I didn't need the map.
The door was slightly open when I arrived — sound spilling softly through the gap, voices layered over each other in the comfortable way of people who already knew the shape of each other. I stood outside for exactly one second and let it settle over me.
It was a strange thing, standing at the edge of a world that had been running without you. Like arriving at a party already in motion — the particular awareness of existing outside something warm before you step inside it.
I pushed the door open.
Five faces turned toward me. I let the room come in — the layout first, then the energy, then the people. The particular way each of them occupied their space said more than introductions ever would.
The girl who moved first crossed the room before I'd finished taking two steps inside. Warm eyed, bright, the kind of person whose energy preceded them like a front door left open in summer.
"You must be our last roommate! We were starting to wonder!"
"Alexa." I let my expression open — genuinely, not strategically. There was a difference and it mattered. "Sorry to keep you waiting."
"Don't apologize — you're right on time!" She grabbed my arm with the ease of someone for whom touch was punctuation. "I'm Sofia. That's Maya, Emily, Ava and Evie."
I looked at each face as the names landed.
Maya — quiet nod, dark eyes doing what mine were doing. Cataloguing without making it visible. She was good at it. Not good enough that I didn't notice, but good enough that most people wouldn't. I filed her as someone worth watching and possibly worth trusting, which for me were not always the same category.
Emily — a wave without looking up from the bowl of fruit balanced in her lap. No performance of interest she didn't actually feel. There was something quietly refreshing about that. Like cool water after a long stretch of rooms where everyone was performing something.
Ava — soft smile, guitar across her lap, a stillness that felt genuine rather than constructed. The room was calmer with her in it. I noticed that the way you notice good weather — gratefully, without quite meaning to.
Julia — warm, measured, the particular brightness of someone who was genuinely glad to be where they were.
And then Evie.
Something happened when I looked at Evie Thompson and I wasn't entirely sure what to do with it. She looked at me with open warmth and underneath the warmth — something else. Something that nudged at the edges of recognition without fully arriving there.
I had never met her.
I was certain of that.
And yet.
I let it go and turned back to Sofia, who had the look of someone with things to say and the energy to say all of them.
"Right—" She clapped her hands together. "Now that we're finally all here—"
"She literally just walked in." Emily said, not looking up.
"And now we are *all here.*" Sofia continued without pause.

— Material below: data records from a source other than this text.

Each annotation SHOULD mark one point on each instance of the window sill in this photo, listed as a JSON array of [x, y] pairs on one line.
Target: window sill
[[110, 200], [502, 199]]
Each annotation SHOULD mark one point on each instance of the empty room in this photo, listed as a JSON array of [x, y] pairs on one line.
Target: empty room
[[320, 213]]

She turned to me with conspiratorial brightness. "Don't mind Emily. She's our resident realist."
"I prefer *honest,*" Emily corrected. She looked up then — really looked, for the first time. Held it for a moment. "I like her."
The suite went slightly quiet.
I kept my face easy.
"You haven't spoken to her yet." Evie laughed, the sound of it warm and uncomplicated.

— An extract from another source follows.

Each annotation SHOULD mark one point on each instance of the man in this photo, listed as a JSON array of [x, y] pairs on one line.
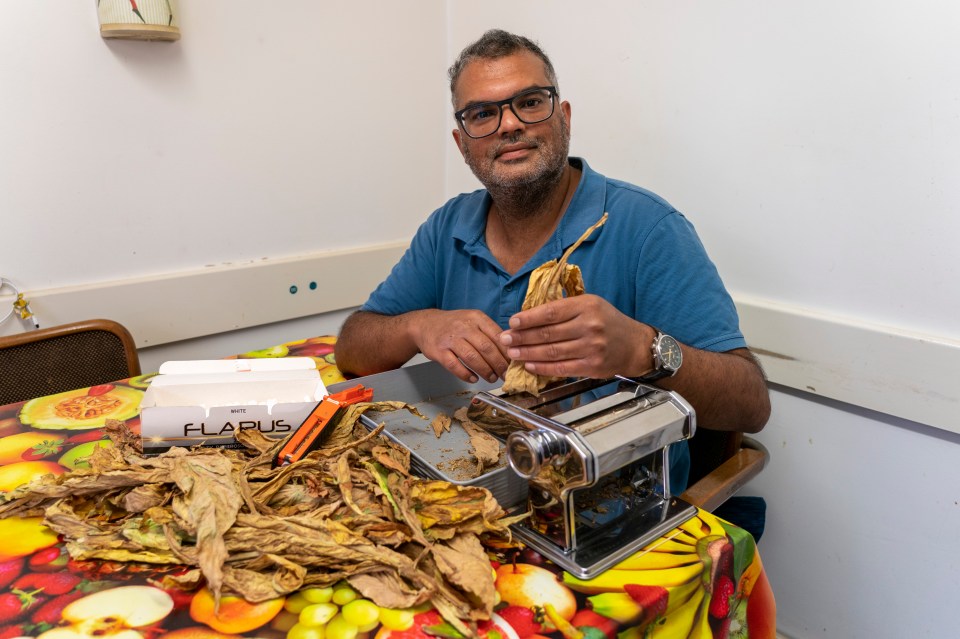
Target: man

"Don't need to." Emily went back to her fruit. "She walked in, read the whole room in three seconds and didn't make it obvious. That's enough for me."
Something moved through my chest that I hadn't expected. Small and warm and slightly inconvenient. Something that felt like relief, maybe. Or the particular quiet pleasure of being seen correctly by someone who wasn't supposed to be able to see you.
I smiled. Genuinely this time, both versions of it landing in exactly the same place.
"I think you're all going to be very hard to leave," I said.
I meant it as a cover story.
But somewhere underneath the strategy — I thought I might actually mean it.